映り込まないものと感覚世界
スキャナーの上を素早く私の手が通る。プレビューには映らない、確かにその瞬間にあったもの。
タイムラプスもそうだ。その瞬間に存在していたにもかかわらず、シャッター速度により消失したもの。
当たり前のようで、ものすごく不気味だ。
私を取り囲むように無数に存在する物質も、ほとんどは目に見えない。あまりにも微細だからか。。。
幽霊の存在も否定できないのは、それはそうだと思う。異次元ワールドも、私はあると思うのだ。
それだけ、私たちの感覚器官は限定的だ。
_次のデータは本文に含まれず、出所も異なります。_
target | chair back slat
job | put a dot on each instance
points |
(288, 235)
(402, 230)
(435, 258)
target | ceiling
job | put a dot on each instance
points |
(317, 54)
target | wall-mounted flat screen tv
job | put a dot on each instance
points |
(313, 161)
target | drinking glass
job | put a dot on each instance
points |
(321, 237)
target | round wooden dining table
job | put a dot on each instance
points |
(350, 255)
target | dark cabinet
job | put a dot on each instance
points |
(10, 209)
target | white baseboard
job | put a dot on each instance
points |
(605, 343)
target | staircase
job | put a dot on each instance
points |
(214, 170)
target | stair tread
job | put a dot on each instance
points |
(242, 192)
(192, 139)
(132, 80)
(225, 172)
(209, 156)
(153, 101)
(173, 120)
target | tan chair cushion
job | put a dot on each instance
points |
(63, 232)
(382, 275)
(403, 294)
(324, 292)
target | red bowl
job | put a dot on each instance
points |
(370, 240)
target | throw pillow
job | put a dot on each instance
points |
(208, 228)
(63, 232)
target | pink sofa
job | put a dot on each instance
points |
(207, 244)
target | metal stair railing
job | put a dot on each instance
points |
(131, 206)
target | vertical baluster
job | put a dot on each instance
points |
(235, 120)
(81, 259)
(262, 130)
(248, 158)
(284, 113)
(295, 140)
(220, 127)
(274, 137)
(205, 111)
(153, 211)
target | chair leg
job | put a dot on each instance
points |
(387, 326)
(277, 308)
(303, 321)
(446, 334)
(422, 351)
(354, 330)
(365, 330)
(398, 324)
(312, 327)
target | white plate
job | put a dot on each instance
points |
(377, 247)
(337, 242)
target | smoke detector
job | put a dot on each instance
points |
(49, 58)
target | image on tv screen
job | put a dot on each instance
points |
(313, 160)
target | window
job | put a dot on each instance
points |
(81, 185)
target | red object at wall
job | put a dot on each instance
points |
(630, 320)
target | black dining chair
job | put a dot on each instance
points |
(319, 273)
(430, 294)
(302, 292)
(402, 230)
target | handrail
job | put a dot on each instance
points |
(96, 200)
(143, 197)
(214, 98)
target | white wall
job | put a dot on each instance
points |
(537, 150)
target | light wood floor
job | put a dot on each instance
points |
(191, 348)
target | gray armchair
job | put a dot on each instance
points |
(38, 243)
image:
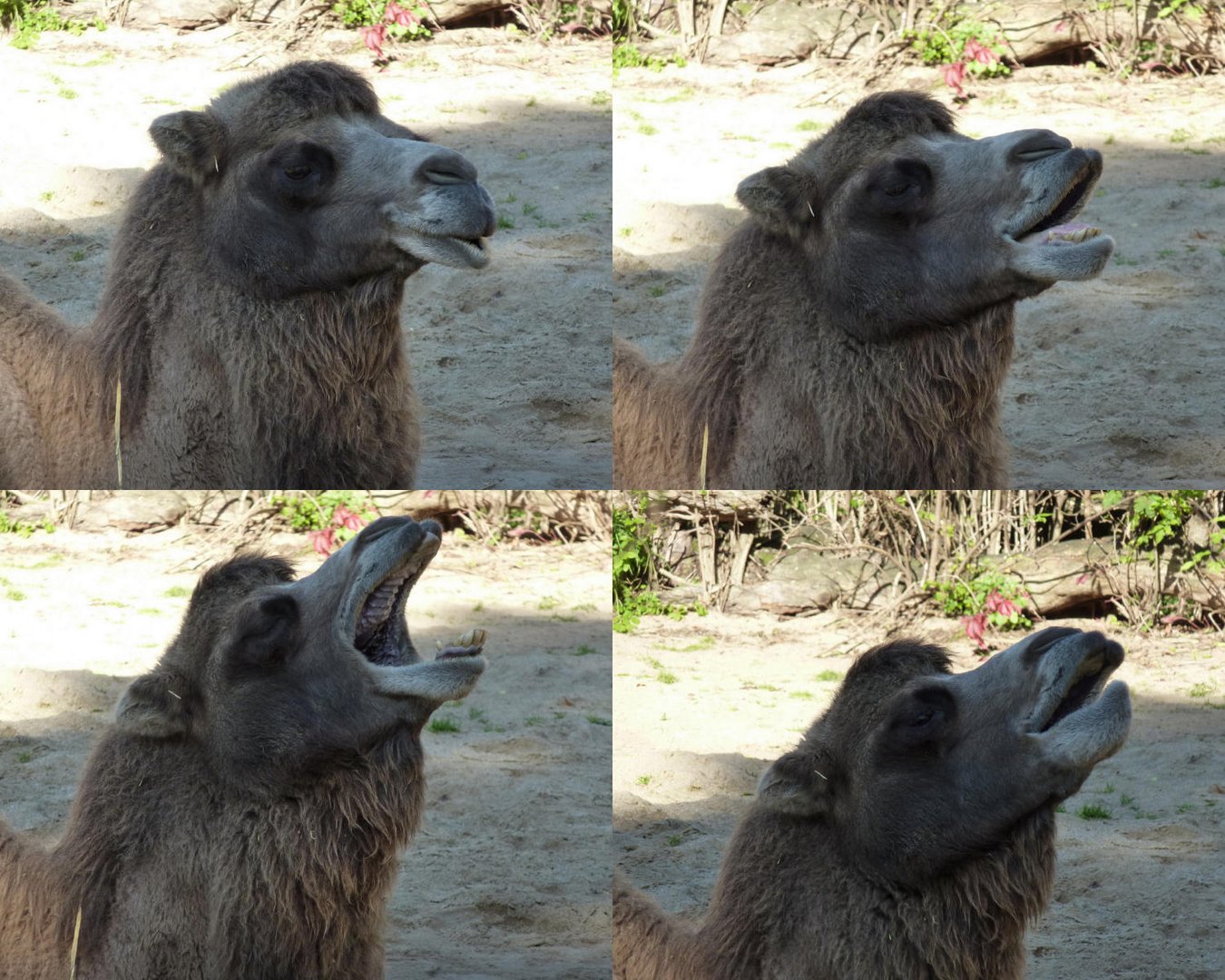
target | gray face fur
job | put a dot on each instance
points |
(908, 223)
(300, 190)
(277, 681)
(916, 769)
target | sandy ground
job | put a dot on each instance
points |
(511, 363)
(1138, 896)
(1116, 381)
(508, 877)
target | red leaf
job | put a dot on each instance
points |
(346, 518)
(324, 542)
(980, 53)
(953, 75)
(975, 626)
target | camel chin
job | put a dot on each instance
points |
(445, 250)
(1067, 252)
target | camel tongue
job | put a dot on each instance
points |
(1063, 234)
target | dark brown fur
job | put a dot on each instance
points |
(181, 867)
(859, 860)
(248, 357)
(823, 360)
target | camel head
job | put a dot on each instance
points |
(299, 182)
(904, 223)
(275, 680)
(916, 769)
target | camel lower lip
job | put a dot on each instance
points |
(1063, 235)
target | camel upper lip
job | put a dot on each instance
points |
(378, 631)
(1080, 688)
(463, 251)
(1070, 203)
(377, 626)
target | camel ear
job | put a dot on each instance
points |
(154, 707)
(798, 784)
(778, 198)
(191, 142)
(267, 631)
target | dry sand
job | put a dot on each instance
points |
(511, 363)
(1138, 896)
(508, 877)
(1116, 382)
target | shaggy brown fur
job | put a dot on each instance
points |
(242, 816)
(251, 311)
(857, 864)
(857, 328)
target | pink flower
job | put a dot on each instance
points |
(980, 53)
(374, 38)
(996, 603)
(953, 75)
(396, 14)
(975, 626)
(324, 542)
(346, 518)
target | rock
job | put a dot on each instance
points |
(133, 512)
(181, 14)
(779, 34)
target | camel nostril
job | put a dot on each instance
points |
(1038, 144)
(447, 169)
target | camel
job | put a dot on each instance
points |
(857, 328)
(249, 329)
(910, 833)
(242, 814)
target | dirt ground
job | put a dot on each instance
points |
(511, 363)
(508, 877)
(1117, 381)
(1137, 896)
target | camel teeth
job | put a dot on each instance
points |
(1078, 235)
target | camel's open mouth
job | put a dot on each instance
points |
(446, 250)
(1083, 686)
(378, 632)
(1051, 228)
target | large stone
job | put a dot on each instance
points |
(181, 14)
(781, 32)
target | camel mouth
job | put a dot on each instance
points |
(459, 251)
(378, 631)
(1053, 228)
(1083, 686)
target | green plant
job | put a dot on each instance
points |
(961, 46)
(24, 528)
(987, 598)
(381, 20)
(329, 518)
(627, 55)
(28, 18)
(633, 573)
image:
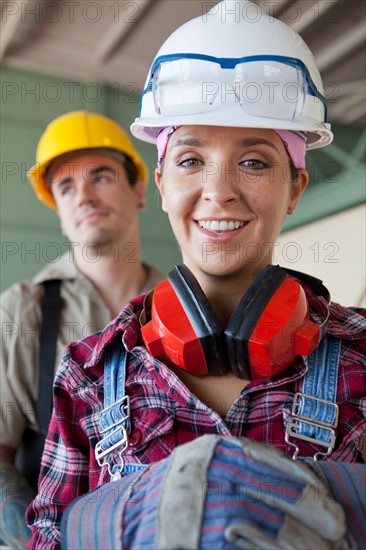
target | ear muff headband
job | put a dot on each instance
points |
(245, 318)
(205, 324)
(268, 329)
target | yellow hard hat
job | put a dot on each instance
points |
(75, 131)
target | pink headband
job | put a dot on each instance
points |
(295, 144)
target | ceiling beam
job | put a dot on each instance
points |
(341, 46)
(11, 15)
(311, 13)
(119, 30)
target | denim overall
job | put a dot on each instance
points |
(313, 418)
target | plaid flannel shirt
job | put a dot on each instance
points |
(164, 413)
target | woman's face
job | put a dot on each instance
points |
(227, 192)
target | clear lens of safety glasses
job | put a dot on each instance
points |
(264, 88)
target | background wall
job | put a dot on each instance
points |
(325, 237)
(30, 234)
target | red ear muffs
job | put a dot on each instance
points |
(268, 329)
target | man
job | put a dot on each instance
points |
(89, 171)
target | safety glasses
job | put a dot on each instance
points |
(263, 86)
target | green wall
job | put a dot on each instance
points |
(30, 235)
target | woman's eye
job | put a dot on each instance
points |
(254, 164)
(66, 190)
(189, 162)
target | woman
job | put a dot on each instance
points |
(224, 346)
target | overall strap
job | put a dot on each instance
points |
(51, 309)
(314, 415)
(114, 422)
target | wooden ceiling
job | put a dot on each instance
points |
(114, 41)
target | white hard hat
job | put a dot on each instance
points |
(235, 66)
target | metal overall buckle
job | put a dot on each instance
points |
(110, 442)
(292, 428)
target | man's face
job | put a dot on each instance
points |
(95, 201)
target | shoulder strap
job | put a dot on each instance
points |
(51, 309)
(114, 421)
(314, 414)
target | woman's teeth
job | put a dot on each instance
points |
(220, 225)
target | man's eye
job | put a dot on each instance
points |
(102, 178)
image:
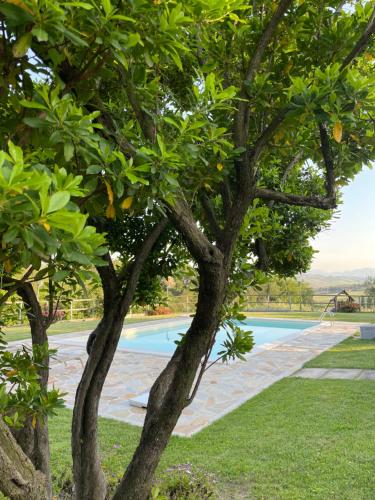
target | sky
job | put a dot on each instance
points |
(350, 241)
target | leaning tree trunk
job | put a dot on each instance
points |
(18, 478)
(89, 480)
(170, 392)
(35, 441)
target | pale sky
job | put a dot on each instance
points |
(350, 241)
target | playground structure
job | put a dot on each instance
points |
(348, 305)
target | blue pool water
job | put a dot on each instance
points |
(160, 338)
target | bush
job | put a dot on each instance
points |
(182, 484)
(160, 310)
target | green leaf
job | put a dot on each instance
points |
(107, 6)
(60, 275)
(10, 235)
(94, 169)
(22, 45)
(177, 60)
(123, 18)
(34, 122)
(15, 16)
(68, 150)
(58, 201)
(32, 104)
(83, 5)
(133, 39)
(40, 34)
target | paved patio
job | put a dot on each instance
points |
(224, 387)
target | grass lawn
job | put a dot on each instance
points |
(351, 317)
(23, 332)
(299, 439)
(351, 353)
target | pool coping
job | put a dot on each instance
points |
(233, 385)
(172, 322)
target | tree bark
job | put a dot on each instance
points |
(18, 478)
(170, 393)
(35, 442)
(89, 479)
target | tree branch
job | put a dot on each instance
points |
(328, 161)
(266, 38)
(210, 215)
(15, 286)
(199, 246)
(325, 203)
(141, 257)
(361, 43)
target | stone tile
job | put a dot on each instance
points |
(367, 375)
(342, 373)
(310, 372)
(224, 388)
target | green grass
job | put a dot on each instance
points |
(351, 353)
(350, 317)
(298, 439)
(23, 332)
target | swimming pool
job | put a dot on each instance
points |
(159, 339)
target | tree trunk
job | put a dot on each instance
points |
(35, 442)
(170, 392)
(89, 480)
(18, 478)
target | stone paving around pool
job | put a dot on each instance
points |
(224, 387)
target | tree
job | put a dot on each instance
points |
(370, 287)
(209, 113)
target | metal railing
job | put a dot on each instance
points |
(185, 304)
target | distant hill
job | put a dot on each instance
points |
(323, 281)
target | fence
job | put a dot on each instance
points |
(185, 304)
(77, 309)
(308, 303)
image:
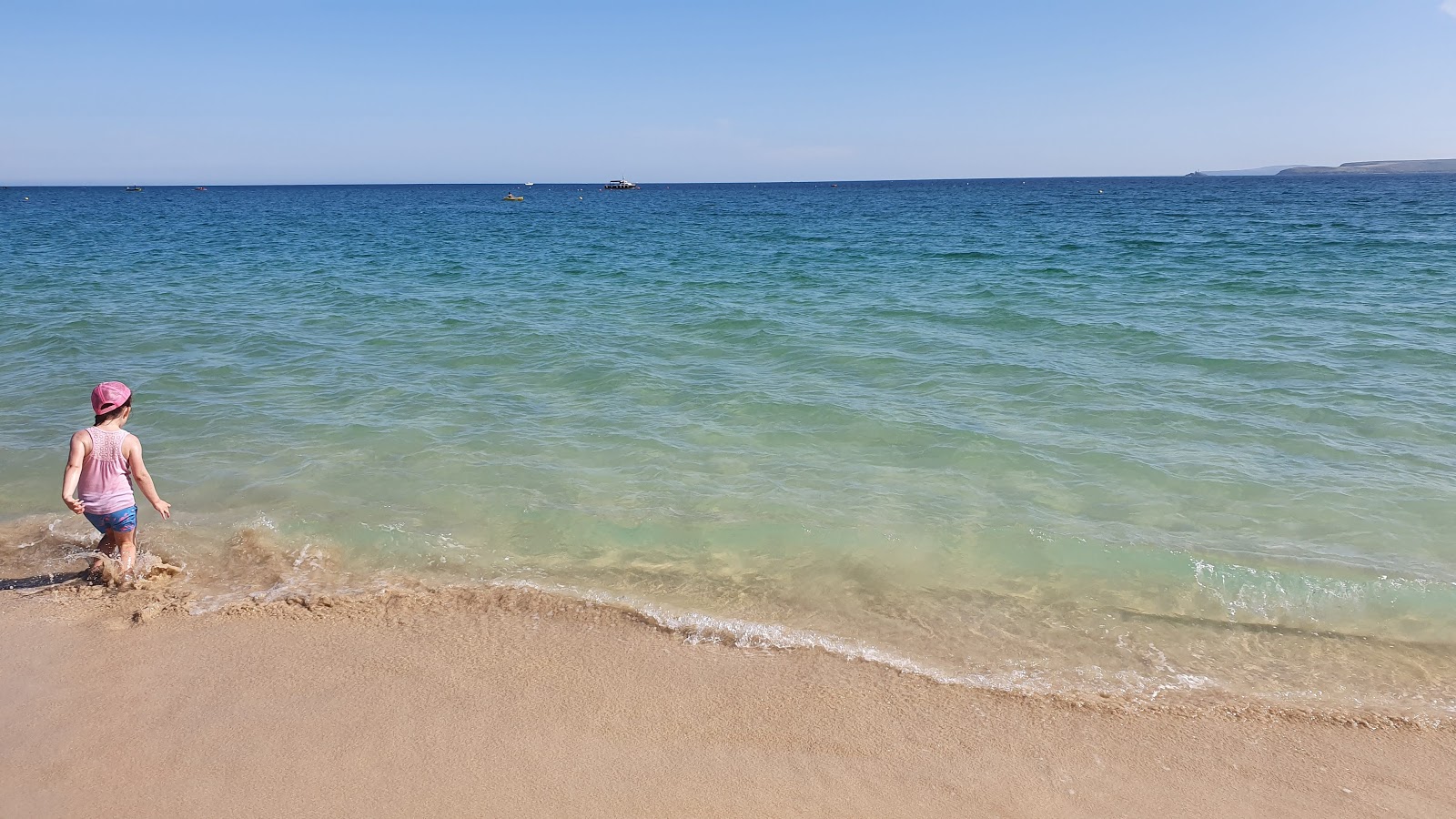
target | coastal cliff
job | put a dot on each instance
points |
(1392, 167)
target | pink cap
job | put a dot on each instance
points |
(109, 395)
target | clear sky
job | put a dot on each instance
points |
(207, 94)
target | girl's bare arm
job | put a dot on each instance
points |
(73, 472)
(138, 471)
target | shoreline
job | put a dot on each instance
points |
(510, 702)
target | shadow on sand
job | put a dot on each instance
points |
(40, 581)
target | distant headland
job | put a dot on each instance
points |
(1380, 167)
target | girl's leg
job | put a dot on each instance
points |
(106, 547)
(127, 544)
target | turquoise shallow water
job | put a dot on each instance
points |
(1133, 435)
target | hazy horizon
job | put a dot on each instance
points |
(162, 94)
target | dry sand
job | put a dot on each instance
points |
(513, 704)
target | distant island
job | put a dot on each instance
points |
(1266, 171)
(1390, 167)
(1382, 167)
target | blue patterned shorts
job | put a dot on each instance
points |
(120, 521)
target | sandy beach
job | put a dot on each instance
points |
(509, 703)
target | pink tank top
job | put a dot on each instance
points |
(106, 482)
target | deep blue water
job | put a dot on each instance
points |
(1046, 431)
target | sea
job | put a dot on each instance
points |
(1135, 438)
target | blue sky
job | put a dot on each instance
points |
(193, 92)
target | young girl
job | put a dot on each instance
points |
(104, 460)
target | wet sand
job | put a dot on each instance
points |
(514, 704)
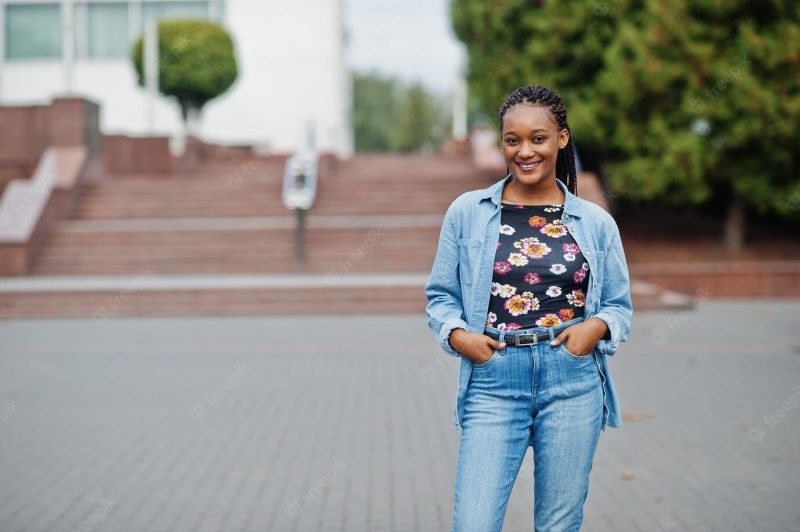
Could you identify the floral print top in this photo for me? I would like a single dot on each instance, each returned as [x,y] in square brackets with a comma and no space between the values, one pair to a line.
[540,276]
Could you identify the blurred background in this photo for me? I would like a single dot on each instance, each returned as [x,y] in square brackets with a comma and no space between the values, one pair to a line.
[189,187]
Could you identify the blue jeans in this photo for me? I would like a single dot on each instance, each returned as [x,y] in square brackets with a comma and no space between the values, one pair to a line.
[536,395]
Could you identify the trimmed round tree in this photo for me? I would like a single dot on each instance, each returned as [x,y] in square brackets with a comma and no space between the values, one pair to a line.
[196,62]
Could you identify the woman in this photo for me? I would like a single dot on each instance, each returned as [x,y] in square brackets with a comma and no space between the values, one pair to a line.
[530,288]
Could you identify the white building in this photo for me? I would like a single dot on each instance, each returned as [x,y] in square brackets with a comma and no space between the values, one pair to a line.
[292,69]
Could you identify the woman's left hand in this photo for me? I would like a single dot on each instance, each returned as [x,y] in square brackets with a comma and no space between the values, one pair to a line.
[582,337]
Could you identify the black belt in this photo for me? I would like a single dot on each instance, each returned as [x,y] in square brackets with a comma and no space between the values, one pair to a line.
[519,338]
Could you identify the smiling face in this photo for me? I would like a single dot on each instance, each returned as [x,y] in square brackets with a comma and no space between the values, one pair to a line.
[531,140]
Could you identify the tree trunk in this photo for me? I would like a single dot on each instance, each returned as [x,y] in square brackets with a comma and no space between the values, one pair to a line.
[735,225]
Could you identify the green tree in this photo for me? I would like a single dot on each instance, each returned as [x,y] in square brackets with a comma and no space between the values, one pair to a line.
[376,113]
[196,62]
[682,102]
[390,116]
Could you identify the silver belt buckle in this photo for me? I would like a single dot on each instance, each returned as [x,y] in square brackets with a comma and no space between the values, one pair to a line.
[522,342]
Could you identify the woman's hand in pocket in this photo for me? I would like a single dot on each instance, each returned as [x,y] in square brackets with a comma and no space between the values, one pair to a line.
[580,339]
[474,346]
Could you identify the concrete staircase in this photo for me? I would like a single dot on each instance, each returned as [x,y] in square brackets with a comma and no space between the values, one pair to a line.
[218,241]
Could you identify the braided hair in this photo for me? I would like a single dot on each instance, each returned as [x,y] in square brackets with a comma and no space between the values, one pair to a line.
[565,162]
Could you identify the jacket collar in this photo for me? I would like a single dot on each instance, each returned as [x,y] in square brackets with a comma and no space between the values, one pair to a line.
[494,192]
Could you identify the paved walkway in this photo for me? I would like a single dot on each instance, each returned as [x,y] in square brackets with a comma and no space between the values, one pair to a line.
[309,424]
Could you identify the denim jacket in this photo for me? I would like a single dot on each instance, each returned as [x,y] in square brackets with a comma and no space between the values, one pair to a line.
[459,285]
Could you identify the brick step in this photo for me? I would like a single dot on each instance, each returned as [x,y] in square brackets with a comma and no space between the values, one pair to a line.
[83,252]
[157,295]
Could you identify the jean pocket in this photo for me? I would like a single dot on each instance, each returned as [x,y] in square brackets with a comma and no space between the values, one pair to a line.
[495,354]
[469,255]
[562,348]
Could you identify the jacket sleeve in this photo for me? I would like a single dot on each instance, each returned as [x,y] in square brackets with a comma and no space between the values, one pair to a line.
[615,306]
[443,290]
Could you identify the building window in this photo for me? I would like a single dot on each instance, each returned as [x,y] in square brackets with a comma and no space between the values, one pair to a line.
[168,10]
[33,31]
[105,29]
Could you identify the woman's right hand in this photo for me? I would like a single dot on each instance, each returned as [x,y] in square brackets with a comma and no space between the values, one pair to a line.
[476,347]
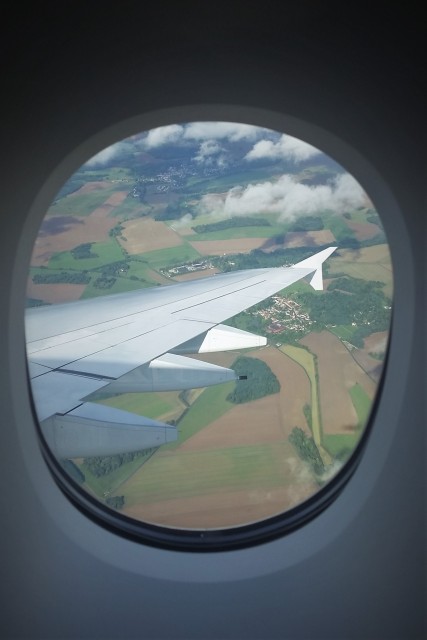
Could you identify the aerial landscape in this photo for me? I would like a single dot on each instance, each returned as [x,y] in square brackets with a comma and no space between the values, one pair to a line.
[192,200]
他の哺乳類や、もっと他にも昆虫や魚たちがみる世界もそれぞれ限定的で、私たちはその世界を、少なくとも今はまだ、疑似体験としてではなく、自分の感覚として認識することができない。
映り込まないものを想い、時に空気がものすごく重く、息苦しくなる。聞こえないものを聞こうとして、平衡感覚を失う。
この世界には何があって、なにが見えていて、なにが見えていないのだろう。
すべてを感じることができるということもまた、きっと恐ろしく、キャパシティオーバーになるだろうけれど、あまりにも曖昧なこの現状にもまた恐れ慄く。
自分の存在の不確かさと共に、無数の可能性の隙間をみた気がした。